Cultural methods for Varroa mite control include using drone comb or bottom screens to trap Varroa mites. Varroa mites prefer drone brood. Using a few frames of drone comb per colony draws mites into the cells which are then capped by the worker bees, trapping the mites within. The frames are removed and put into the freezer 24-48 hours to kill the mites.

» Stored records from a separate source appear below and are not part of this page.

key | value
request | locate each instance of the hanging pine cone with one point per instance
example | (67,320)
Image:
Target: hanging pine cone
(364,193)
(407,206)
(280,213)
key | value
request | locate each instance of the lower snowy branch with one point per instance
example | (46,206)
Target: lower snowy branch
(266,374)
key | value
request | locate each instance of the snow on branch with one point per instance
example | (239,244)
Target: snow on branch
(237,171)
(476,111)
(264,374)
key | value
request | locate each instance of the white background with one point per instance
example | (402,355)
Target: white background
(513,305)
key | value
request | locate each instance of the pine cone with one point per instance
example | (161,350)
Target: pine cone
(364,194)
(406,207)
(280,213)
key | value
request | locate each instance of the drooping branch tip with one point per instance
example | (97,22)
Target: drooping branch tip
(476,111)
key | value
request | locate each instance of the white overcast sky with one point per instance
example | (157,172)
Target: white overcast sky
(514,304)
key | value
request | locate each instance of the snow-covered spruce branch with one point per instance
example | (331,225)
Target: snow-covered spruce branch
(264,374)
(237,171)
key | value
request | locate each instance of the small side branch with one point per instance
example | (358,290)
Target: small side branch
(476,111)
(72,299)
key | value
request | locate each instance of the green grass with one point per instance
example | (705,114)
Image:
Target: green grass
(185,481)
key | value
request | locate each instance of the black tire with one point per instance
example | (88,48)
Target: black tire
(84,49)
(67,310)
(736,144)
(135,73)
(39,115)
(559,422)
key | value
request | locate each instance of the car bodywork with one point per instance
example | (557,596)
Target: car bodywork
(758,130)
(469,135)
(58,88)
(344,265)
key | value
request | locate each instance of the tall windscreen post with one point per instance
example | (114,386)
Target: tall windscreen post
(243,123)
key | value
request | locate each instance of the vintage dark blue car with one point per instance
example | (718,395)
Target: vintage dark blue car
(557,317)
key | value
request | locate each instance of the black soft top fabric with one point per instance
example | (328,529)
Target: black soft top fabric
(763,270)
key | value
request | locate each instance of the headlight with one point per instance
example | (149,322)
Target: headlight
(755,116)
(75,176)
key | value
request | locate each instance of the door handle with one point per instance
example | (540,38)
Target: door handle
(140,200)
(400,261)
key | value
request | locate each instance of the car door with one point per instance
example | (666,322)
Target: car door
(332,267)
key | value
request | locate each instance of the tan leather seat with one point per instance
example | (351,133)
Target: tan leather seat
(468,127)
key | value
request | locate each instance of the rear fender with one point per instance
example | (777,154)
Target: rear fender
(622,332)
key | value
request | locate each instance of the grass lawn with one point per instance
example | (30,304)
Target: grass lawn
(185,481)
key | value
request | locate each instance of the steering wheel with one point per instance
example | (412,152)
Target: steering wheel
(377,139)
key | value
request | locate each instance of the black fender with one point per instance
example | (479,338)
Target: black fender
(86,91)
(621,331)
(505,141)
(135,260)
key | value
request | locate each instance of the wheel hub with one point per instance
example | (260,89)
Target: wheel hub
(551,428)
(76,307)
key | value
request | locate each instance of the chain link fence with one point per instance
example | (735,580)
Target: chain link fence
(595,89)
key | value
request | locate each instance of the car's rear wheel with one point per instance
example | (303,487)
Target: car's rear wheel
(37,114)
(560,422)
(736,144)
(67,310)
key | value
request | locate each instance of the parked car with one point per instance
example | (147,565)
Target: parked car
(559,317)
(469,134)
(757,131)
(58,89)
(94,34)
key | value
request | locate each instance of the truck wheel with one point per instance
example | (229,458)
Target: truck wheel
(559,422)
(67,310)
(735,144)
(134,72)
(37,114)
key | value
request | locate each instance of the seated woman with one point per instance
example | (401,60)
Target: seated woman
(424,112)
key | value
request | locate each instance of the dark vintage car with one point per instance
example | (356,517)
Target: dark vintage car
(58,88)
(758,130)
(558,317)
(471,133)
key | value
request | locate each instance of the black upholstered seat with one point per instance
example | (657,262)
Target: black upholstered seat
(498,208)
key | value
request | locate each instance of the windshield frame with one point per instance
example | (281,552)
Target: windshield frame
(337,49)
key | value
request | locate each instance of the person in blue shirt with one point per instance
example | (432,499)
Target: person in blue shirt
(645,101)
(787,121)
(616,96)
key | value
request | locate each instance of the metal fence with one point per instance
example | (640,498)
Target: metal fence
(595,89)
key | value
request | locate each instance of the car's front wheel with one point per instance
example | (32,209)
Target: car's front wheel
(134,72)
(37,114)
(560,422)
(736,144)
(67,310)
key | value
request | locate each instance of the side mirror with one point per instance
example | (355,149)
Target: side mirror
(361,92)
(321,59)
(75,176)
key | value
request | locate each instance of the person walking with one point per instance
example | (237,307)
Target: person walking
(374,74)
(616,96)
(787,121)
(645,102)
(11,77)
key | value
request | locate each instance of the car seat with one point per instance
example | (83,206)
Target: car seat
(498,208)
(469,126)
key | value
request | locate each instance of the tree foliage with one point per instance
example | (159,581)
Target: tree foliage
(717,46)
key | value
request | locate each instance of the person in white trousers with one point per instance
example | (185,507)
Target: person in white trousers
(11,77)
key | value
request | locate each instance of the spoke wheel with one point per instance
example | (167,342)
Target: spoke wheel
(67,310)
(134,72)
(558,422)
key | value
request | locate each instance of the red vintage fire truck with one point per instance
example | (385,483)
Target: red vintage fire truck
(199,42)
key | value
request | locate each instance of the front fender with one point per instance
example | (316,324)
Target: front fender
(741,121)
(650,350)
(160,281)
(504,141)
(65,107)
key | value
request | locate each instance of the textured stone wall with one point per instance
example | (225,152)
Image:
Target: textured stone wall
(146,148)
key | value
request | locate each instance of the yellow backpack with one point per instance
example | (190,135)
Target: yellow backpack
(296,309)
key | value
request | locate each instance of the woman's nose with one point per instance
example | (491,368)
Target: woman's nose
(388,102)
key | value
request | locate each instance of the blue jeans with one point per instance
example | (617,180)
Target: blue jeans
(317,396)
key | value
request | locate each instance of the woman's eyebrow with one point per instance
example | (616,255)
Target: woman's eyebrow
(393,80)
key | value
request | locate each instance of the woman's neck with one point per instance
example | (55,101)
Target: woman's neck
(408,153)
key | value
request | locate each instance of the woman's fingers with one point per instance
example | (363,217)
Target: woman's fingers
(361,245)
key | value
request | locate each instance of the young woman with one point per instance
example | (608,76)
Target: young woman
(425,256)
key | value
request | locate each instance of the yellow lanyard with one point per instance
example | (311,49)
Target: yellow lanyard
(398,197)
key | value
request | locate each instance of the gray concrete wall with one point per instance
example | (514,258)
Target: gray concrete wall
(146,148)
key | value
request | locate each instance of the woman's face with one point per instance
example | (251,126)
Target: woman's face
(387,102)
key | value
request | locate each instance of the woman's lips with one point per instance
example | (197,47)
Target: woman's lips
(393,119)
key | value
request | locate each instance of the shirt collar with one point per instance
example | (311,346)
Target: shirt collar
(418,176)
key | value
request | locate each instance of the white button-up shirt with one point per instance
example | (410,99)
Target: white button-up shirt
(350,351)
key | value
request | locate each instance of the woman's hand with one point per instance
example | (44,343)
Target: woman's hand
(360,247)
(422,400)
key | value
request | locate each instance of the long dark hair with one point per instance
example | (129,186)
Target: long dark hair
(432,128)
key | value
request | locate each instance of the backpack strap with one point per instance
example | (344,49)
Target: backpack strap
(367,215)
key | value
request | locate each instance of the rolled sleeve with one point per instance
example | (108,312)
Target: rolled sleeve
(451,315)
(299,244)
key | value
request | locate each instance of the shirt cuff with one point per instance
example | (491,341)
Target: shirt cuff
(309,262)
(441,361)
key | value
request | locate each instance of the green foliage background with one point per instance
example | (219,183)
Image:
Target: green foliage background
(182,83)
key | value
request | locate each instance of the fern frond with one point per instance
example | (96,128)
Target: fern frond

Screened bottom boards are another cultural control against Varroa mite (Fig. 7 & 8). It is commonly thought that the mites fall through the screen onto the ground; however, this has not been experimentally verified. What has been verified is the fact that in colonies with screen bottoms the mite reproduction rate is lower. It should be stressed that cultural controls alone may not rid your colonies of Varroa mites and should be thought of as a means to delay the economic threshold and the need for a chemical application. Hopefully in the future, genetic bee stocks resistant to Varroa mites will become more available to beekeepers. Bees expressing Varroa-sensitive hygienic behavior or auto-grooming are especially promising.
Tracheal Mites: Acarapis woodi
Tracheal mites (Fig. 9) were first detected in the United States in 1984 and have since caused the loss of tens of thousands of colonies and millions of dollars. Trachealmites infest the tracheal system of the adult honey bee (Fig. 10). Levels are highest during the winter and spring. Mites prefer adult bees less than four days old. Once they are on the bee, mites are attracted to carbon dioxide emissions and enter the spiracles located on the thorax which lead to the tracheal system. They puncture the wall of the trachea and suck the hemolymph of the bee. Tracheal mites live, breed and lay eggs in the tracheal system. The adults and eggs plug the tubes of the trachea which impairs oxygen exchange. They also spread secondary diseases and pathogens since they puncture the trachea in order to feed. Individual bees die due to the disruption to respiration, damage to the tracheae, microorganisms entering the hemolymph, and from the loss of hemolymph. Honey production may be reduced when over 30 percent of the population is infested with tracheal mites. Also, the likelihood of winter survival decreases with increasing infestation of the mite. Mites are transmitted from bee to bee within a colony and to other colonies by robbing or drifting bees.
Infested bees will be seen leaving the colony and crawling on the grass just outside the hive. They will crawl up the blades of grass or the hive, fall back down and try again (Fig. 11). The wings may be disjointed and the bees unable to fly. The abdomens may be swollen. In late stages of infestation, bees will abscond from the hive. If you are unsure if you have tracheal mites, send a sample of bees in alcohol to your local county extension agent for verification.
One method for controlling tracheal mites is the use of menthol, available from most bee supply companies. The temperature must be above 60° F in order for the menthol to work. The bees breath in the vapor which, it is believed, desiccates the mites. Menthol must be removed during a nectar flow in order to not contaminate honey.
Another less caustic treatment for tracheal mites is an oil extender patty. It consists of two parts sugar to one part vegetable shortening. Make a small patty about four inches in diameter and sandwich it between wax paper (Fig. 12). Cut the wax paper around the edges so the bees have access to the patty. Center the oil patty on top of the frames within the hive body. The bees will be attracted to the sugar and obtain oil on their bodies. The oil acts as a chemical cloak and the tracheal mites are unable to identify suitable bee hosts. The oil patties are acceptable for prolonged treatment since the oil will not contaminate honey supplies.